あの台詞はねえよなあ。恥ずかしすぎる。どれだけえらそうなことを言ったのか。
ルビーのあほめ。お前がわたしにへんなことを言うからそれを真に受けて雰囲気に流されてしまった。
ネギは今頃学園長室か?
あいつはいきなり強制送還でもされるのだろうか。
そうしたらこっちの教職はどうするんだ。教育実習といっても消えて誰も騒がないわけではないだろう。あいつは無駄に人気もあった。
ルビーやエヴァンジェリンがいうには、あいつはどこぞの魔法学校の卒業生。首席らしいが、魔法の学校というのはさすがにこちら側と違い生徒が少ないらしく、卒業生は全五人。
その中で主席というのがどれほどすごいのかは微妙なところだが、飛び級もしたらしいし、あいつの話している日本語も魔法ではなく自前の脳みそらしい。
魔法についてはまだわからないが、頭のほうは天才に違いない。
まさかこの世界に魔法学校が建っているわけではあるまい。
もしかしたらこちらの世界に隠れて存在しているのかもしれないが、まあ順当に考えれば魔法の国からやってきたのだろう。

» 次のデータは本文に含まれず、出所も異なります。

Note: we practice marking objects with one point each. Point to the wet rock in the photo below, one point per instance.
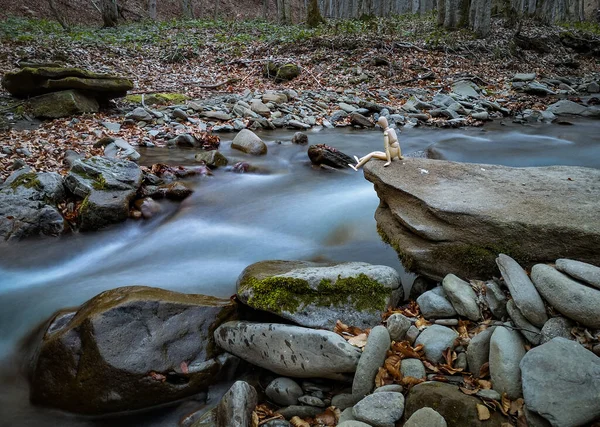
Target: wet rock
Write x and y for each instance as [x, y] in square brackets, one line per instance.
[212, 158]
[284, 349]
[28, 205]
[284, 391]
[462, 297]
[464, 197]
[360, 120]
[506, 351]
[495, 299]
[479, 350]
[322, 154]
[372, 358]
[175, 355]
[436, 339]
[425, 417]
[380, 409]
[529, 331]
[65, 103]
[457, 408]
[569, 297]
[397, 326]
[413, 368]
[300, 138]
[248, 142]
[317, 295]
[557, 327]
[560, 382]
[31, 81]
[434, 304]
[587, 273]
[236, 406]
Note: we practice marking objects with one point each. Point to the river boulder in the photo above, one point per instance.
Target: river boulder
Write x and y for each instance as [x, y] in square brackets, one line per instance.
[454, 217]
[130, 348]
[316, 295]
[28, 205]
[289, 350]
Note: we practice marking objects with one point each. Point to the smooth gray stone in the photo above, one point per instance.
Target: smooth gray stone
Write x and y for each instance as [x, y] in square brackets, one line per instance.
[506, 351]
[390, 387]
[380, 409]
[236, 406]
[561, 382]
[495, 299]
[292, 411]
[344, 400]
[346, 415]
[529, 331]
[425, 417]
[587, 273]
[289, 350]
[557, 327]
[436, 339]
[571, 298]
[462, 297]
[535, 221]
[489, 394]
[284, 391]
[412, 334]
[397, 325]
[434, 304]
[522, 290]
[413, 368]
[372, 358]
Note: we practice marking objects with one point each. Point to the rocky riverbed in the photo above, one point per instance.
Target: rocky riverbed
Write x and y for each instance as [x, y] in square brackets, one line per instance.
[507, 351]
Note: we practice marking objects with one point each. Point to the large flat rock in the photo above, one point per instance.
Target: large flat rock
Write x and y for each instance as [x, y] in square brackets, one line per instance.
[457, 217]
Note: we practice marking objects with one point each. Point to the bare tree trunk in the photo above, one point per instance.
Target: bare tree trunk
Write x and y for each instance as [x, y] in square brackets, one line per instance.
[60, 18]
[152, 9]
[110, 13]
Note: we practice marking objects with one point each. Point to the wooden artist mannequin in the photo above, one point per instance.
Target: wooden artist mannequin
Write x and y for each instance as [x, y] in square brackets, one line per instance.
[390, 143]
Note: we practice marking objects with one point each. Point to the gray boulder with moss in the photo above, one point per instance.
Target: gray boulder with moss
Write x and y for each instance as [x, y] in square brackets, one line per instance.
[317, 295]
[454, 217]
[28, 205]
[289, 350]
[107, 186]
[32, 81]
[130, 348]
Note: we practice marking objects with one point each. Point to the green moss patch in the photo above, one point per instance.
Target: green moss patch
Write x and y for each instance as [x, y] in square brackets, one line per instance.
[277, 294]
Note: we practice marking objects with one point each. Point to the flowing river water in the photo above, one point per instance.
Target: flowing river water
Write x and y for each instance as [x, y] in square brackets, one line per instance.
[288, 210]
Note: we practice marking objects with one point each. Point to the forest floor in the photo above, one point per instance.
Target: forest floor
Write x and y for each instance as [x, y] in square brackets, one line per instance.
[368, 56]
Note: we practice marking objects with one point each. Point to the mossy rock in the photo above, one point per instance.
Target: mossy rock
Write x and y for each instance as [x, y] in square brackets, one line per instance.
[281, 72]
[158, 98]
[129, 348]
[65, 103]
[317, 295]
[30, 81]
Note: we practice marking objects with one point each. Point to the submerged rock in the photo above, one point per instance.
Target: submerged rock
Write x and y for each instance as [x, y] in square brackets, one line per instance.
[317, 295]
[561, 382]
[129, 348]
[458, 217]
[289, 350]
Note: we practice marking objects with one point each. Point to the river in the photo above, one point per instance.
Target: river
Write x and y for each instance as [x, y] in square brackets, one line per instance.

魔法の国からやってきた、ちょっとチャームな男の子といったところか。
不思議な力で町中に~ 夢と笑いを振りまくの~♪
懐かしいアニメのテーマソングを思い出しながら、あのガキの所業を思い返す。
ため息をついた。正直笑えない。
まあ笑いは振りまいていたか。
悪気はなかったのだろう。
悪意がないから、神楽坂も許したに違いない。
あいつはあれでなかなかに頑固者だ。それに子供嫌いを公言している。
しかも最初はなかなかに険悪そうだった。
その神楽坂に初日で気に入られて、あれだけのことをしながらもいまだ本気で嫌われていないのは、いきなり魔法をばらして一足飛びで本音を語る仲になったこともあるだろうが、あの子供先生の気質が影響しているはずだ。
神楽坂明日菜。
中学生の身にして、バイトで学費を稼ぐ苦学生。
奨学金とはいかないところはあいつらしいが、わたしはあいつをものすごく尊敬しているのだ。
変人を通り越して、いっそたいしたやつと評されるようなクラスメイトが多い中、わたしは正直神楽坂明日菜ほどたいしたやつはいないと思っている。
大学生ですら親のすねをかじっているこのご時勢で、中学生が朝の3時だか4時おきで新聞配達だ。想像だにできない。
わたしなら、せいぜい出世払いで妥協したことだろう。
「ちうのページがあるから早起きも出来ないしな」
なんとはなしにつぶやく。
ライフワークとなりつつあるネットアイドルとしての活動もやはり活動範囲は夜である。
平日深夜、とはさすがに行かないが、うちのクラス連中のアベレージをとっても早寝の部類には入らないはずだ。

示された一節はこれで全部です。